This book is a compilation of the findings of a joint research project carried out by Hatano Sumio, Tobe Ryōichi, and Shōji Junichirō, former members of the Japan-China Joint History Research Committee (created by the governments of Japan and China and active 2006 to 2010), and Matsumoto Takashi, an authority on the financial history of Japan. Research on the history of the Sino-Japanese War has made considerable progress in the decade of the 2010s. Not only has the study of Japanese history in general become more refined, advances in the study of Chinese history have provided new historical material such as the diaries of Chiang Kai-shek. There has also been a growing trend to position the Sino-Japanese War within a global context that also incorporates Western history research. At the same time, the research has become more multidimensional, encompassing not just political diplomacy and military history but also propaganda, psychology, finance, economics, funds transfers, and student and cultural exchanges. In undertaking this joint research, we sought comprehensive discussion of these topics, to the extent possible. As we concluded our deliberations the idea came up that we should compile them in a book. In February 2018, a seminar was held at the Japan Institute of International Affairs on the history of the Sino-Japanese War in which the contributors to this book served as the presenters and Professor Iwatani Nobu of Hokkaido University was the moderator. This seminar became the foundation for this book.
This book is characterized by three features. First, it presents an empirical portrayal of the political and military processes leading up to the Sino-Japanese War. At a time when there is much debate about perceptions of history, empirical research based on historical materials is highly persuasive, as is evident in the chapters on this topic written by Hatano and Tobe. Second, the perspective of financial history is included. War and finances are extremely important topics and yet have not always been as thoroughly examined as they should be. Matsumoto Takashi has applied his extensive experience in the former Ministry of the Treasury and the current Ministry of Finance to provide a perspective that has not been taken up in academia up to now. Third, the Sino-Japanese War is examined within an international context. The chapter written by Shōji presents a broad international perspective including that of Germany. The chapters written by Kawashima that cover China’s perspective on the war should also be included here.
Notable is that Kawashima also touches on content related to the puppet regimes installed in China by the Japanese. While the Sino-Japanese War is always referred to as a “war,” there was never any formal declaration of war by Japan though the Kuomintang-led government in Chongqing did declare war on December 9, 1941. This was because Japan only recognized the puppet government in Nanjing headed by Wang Jingwei. Why was this puppet government, as well as the puppet Manchukuo state, needed by the Japanese and what did these governments do? These are important questions that need to be debated.

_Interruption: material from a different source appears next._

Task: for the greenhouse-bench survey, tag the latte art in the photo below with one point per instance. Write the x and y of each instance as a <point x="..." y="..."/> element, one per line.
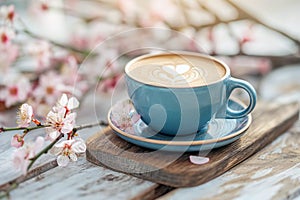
<point x="176" y="74"/>
<point x="175" y="70"/>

The “Definitive Edition” in the title of this book was decided by the editors, not the contributing authors. A new book like this is unlikely to be “definitive.” In fact, it is questionable whether there can ever be a “definitive” review of history. Still, we would be pleased if this book becomes known to a wide readership and serves to shed light on the nature of the Sino-Japanese War and the extent to which it has been studied thus far.
At a time when perceptions of history have become a major topic of concern, people active in the international arena need to be able to explain the history of the country or region in which they were raised. They must, at the same time, recognize that other people may have different perspectives on the same history, and be capable of objectively debating those differences. It is our fervent hope that this book will prove useful in this respect in society and in the field of education.